Robertson, le agradece mucho a sus compañeros. “Esto es una familia. Nos bromeamos, peleamos, reímos, jugamos, lloramos, compartimos momentos felices y no tan felices”.

Asegura que no hay alguien con quien haya hablado que no le hubiera dado palabras de aliento. Dejar la tierra natal no es fácil. Mucho menos como sucede allá.

“La cosa se puso color de hormiga” en Venezuela, su esposa se graduó en Farmacia y decidieron abandonar la dictadura.

Un cartón de huevos cuesta dos tercios del salario base. Vivir se convierte en sobrevivir.

Su hija mayor Sophía está feliz en la escuela Fernando Terán Valls, en Concepción. Ella, al ver la afición de su padre por el equipo tibaseño, decidió seguirle sus pasos.

—Papi, ¿ese equipo que te gusta es Saprissa?

—¡Sí, mi amor!

—Pues, yo también lo seré. Además, empieza con ‘S’, igual que mi nombre.

A este hogar se les facilita la atención que le prestan a Loredana en el CEN-Cinái de Tres Ríos, mientras su esposa busca trabajo para poder dar abasto.

En Ciclo Boutique, este chamo hace de todo. Por su formación profesional, realiza soporte técnico en computadoras, teléfonos y dispositivos para bicicletas. Apoya con el sistema de video del local, hace de electricista y bodeguero.

Atender clientes es una experiencia única en su diario vivir.

—Un día vino un señor que jugó tenis durante toda su vida, pero ahora tenía muchos años de haber abandonado el deporte.

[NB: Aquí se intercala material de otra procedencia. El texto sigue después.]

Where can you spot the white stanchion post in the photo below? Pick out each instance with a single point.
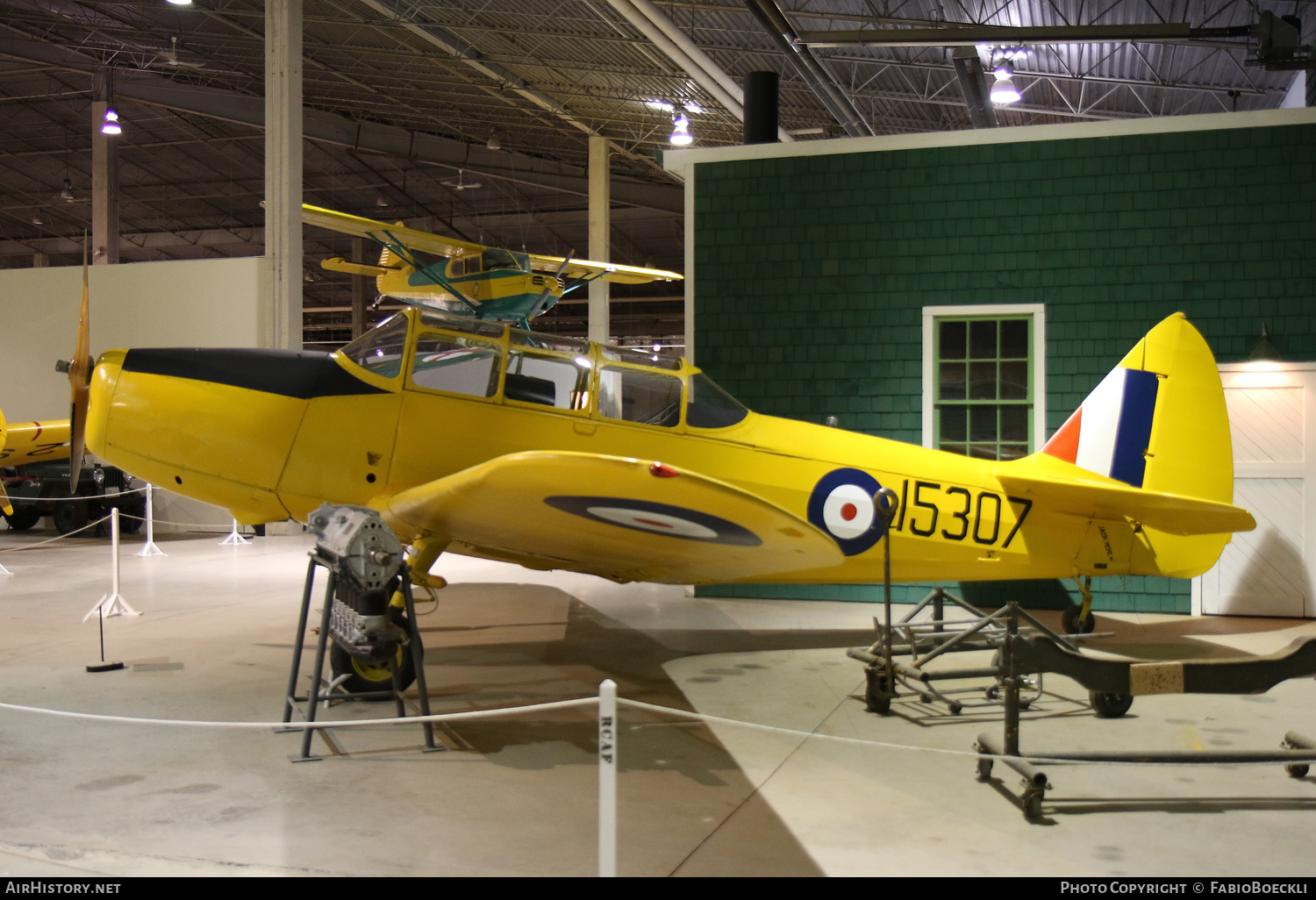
(234, 539)
(149, 549)
(113, 603)
(608, 779)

—¿Se compró una bicicleta?, le pregunto.

—Oye chamo, lo convencí de que se llevara una eléctrica. Al tiempo vino y me dijo con ella sentía que estaba entrando nuevamente al mundo del ejercicio y me lo agradeció.

Avioneta

Era 31 de diciembre de 2017. Su primer fin de año en Costa Rica. Estaba en compañía de su esposa Claudia, sus dos hijas y la amistad que les ofreció pasar esa fecha tan especial en Guanacaste.

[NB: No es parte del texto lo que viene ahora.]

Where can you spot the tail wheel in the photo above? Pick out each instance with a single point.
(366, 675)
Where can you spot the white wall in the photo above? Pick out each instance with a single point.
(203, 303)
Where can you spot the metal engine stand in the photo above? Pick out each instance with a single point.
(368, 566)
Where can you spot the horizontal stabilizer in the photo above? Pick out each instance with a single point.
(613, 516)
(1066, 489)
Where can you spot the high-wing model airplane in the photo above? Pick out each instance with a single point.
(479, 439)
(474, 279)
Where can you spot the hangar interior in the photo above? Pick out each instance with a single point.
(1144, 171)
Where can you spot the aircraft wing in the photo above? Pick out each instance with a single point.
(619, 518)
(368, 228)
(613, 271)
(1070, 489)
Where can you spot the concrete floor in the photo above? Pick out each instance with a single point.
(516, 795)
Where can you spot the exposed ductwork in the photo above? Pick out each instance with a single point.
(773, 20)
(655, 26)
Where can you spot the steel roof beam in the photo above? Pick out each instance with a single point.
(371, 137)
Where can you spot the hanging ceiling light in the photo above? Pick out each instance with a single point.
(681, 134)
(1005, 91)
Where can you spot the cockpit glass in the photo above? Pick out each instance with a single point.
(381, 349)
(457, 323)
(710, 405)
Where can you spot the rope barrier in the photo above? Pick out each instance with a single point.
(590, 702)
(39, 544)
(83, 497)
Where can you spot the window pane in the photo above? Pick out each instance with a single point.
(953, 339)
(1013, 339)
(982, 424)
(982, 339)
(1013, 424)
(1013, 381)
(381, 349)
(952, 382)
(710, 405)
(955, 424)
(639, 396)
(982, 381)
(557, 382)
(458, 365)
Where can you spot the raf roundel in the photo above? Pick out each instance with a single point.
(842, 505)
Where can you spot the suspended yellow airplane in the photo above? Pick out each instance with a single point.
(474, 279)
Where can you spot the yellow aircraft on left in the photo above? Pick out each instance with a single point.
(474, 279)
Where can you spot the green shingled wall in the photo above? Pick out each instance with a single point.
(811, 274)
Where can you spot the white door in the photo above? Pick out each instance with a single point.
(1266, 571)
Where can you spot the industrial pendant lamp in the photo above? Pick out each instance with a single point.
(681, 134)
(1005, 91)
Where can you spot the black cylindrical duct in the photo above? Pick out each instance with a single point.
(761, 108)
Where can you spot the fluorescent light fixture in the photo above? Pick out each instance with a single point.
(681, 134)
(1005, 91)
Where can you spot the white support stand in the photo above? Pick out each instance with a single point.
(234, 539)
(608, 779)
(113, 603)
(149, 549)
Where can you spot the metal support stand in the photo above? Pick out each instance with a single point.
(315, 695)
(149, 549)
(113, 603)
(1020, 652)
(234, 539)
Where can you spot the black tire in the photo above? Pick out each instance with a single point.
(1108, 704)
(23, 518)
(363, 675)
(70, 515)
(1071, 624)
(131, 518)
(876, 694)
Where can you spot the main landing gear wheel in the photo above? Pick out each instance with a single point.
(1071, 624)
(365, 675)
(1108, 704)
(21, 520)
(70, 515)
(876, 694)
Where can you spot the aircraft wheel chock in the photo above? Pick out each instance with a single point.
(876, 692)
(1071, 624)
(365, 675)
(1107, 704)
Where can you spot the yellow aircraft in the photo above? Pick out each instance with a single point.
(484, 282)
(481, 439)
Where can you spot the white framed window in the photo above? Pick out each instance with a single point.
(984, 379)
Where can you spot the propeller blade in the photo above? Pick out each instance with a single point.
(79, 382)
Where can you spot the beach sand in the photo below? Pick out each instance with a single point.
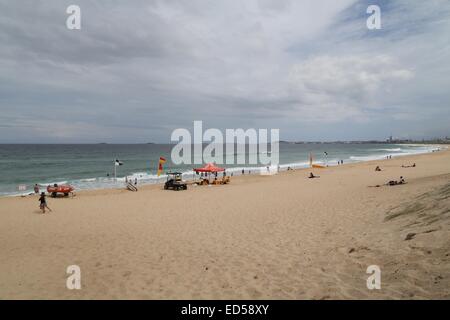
(261, 237)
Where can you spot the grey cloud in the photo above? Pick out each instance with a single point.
(137, 70)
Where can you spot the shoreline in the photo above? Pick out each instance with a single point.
(144, 183)
(260, 237)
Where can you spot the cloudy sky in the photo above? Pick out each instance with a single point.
(137, 70)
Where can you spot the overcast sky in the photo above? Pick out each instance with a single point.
(137, 70)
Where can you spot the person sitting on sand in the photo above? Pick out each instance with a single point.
(43, 202)
(312, 176)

Era el mediodía y en playa Corozalito se sentía mucho viento, recuerda Robertson.

Detrás del sitio turístico donde se encontraban hay una pista de aterrizaje. Se trata del Aeropuerto Punta Islita.

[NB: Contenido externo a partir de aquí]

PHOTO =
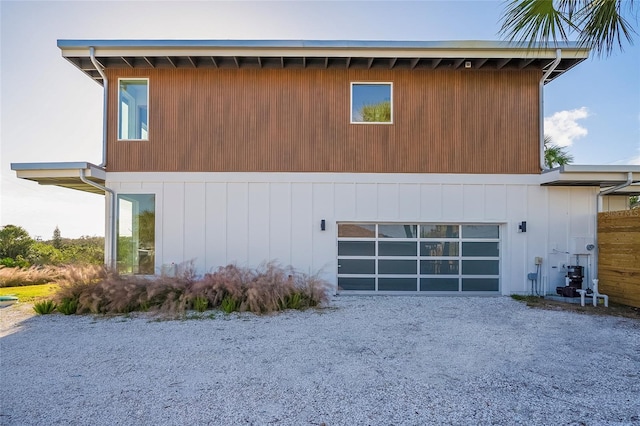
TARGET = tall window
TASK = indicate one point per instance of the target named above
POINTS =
(133, 110)
(372, 103)
(136, 233)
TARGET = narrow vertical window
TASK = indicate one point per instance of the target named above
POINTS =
(136, 234)
(133, 110)
(371, 103)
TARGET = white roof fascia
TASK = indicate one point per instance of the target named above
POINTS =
(292, 48)
(590, 173)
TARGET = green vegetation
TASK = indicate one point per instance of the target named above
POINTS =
(68, 306)
(229, 304)
(555, 155)
(30, 293)
(599, 24)
(231, 288)
(376, 113)
(18, 249)
(200, 303)
(45, 307)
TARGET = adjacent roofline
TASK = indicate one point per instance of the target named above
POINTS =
(604, 176)
(66, 174)
(319, 54)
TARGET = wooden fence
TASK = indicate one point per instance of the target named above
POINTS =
(619, 256)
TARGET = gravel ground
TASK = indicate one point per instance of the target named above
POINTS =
(362, 361)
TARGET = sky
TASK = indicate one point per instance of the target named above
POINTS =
(50, 111)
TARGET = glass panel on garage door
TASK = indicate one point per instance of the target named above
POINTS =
(429, 258)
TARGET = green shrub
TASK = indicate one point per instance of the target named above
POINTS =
(200, 303)
(67, 306)
(294, 301)
(268, 288)
(45, 307)
(229, 304)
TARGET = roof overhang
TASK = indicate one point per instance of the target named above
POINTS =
(232, 54)
(598, 176)
(66, 175)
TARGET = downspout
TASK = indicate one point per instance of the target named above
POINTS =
(553, 66)
(105, 96)
(111, 261)
(598, 209)
(111, 245)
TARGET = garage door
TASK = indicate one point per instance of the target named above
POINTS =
(425, 258)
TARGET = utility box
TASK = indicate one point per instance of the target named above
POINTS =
(579, 245)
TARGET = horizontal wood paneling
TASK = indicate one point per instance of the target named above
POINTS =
(619, 256)
(463, 121)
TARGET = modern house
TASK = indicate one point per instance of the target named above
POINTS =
(410, 167)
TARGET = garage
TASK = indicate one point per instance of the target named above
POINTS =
(426, 258)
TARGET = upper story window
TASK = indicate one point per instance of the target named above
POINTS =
(133, 109)
(372, 103)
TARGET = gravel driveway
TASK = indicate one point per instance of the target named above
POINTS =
(362, 361)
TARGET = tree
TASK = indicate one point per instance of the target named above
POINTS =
(600, 25)
(377, 113)
(56, 241)
(555, 155)
(14, 241)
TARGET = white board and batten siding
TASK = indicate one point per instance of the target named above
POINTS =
(214, 219)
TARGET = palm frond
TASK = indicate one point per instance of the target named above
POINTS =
(537, 21)
(603, 27)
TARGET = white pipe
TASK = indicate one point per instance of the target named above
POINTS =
(105, 96)
(552, 67)
(110, 261)
(598, 210)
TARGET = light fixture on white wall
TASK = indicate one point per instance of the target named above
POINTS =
(522, 227)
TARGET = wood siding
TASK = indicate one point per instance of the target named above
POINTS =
(619, 256)
(292, 120)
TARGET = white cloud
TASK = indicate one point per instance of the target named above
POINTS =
(563, 126)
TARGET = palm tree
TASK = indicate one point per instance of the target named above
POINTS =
(555, 155)
(599, 24)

—Chamo, estábamos planeando qué íbamos a comer y beber por la noche. Hablábamos de todo. Muchos planes. Sabíamos de la pista estaba a escasos 300 metros de nuestras espaldas.

—¿Era la avioneta...?, me cortó la pregunta.

—Sonaba como que la pista le sería mucho más larga. Yo dije: “algo pasa allí que no va a alzar vuelo”. Inmediatamente, se dio el estruendo.

—¿Qué hicieron?

—Todos corrimos. Yo fui uno de los primeros en llegar y ver una avioneta en llamas. Solo dije “Dios mío”. Agarré el celular y llamé al 9-1-1.

¡Usted estuvo en la tragedia de Punta Islita!, le dije.

—Chamo, hoy estamos, mañana no sabemos.

Robertson Castro Oropeza se mueve. Todos los días entra a las 9 a. m., pero, por lo general, llega a las 7 a. m. Su viaje al ciclo es de bajada, por lo que casi no suda. Se cambia de ropa. Se estabiliza un rato. Toma su celular y abre una aplicación para aprender idiomas.

Más inglés, algo de italiano, portugués y alemán. De algo le han servido para cuando llegan clientes que hablan distinto.

Es consciente de que las cosas cuestan. Sueña, junto a Claudia, tener una casa propia. Se esmera por darlo todo en el trabajo, en la casa y en la calle. No le gusta que le den el pescado. Prefiere que le enseñen a pescar.

“Lo que te cuesta, lo valoras, lo respetas y lo defiendes”, finaliza.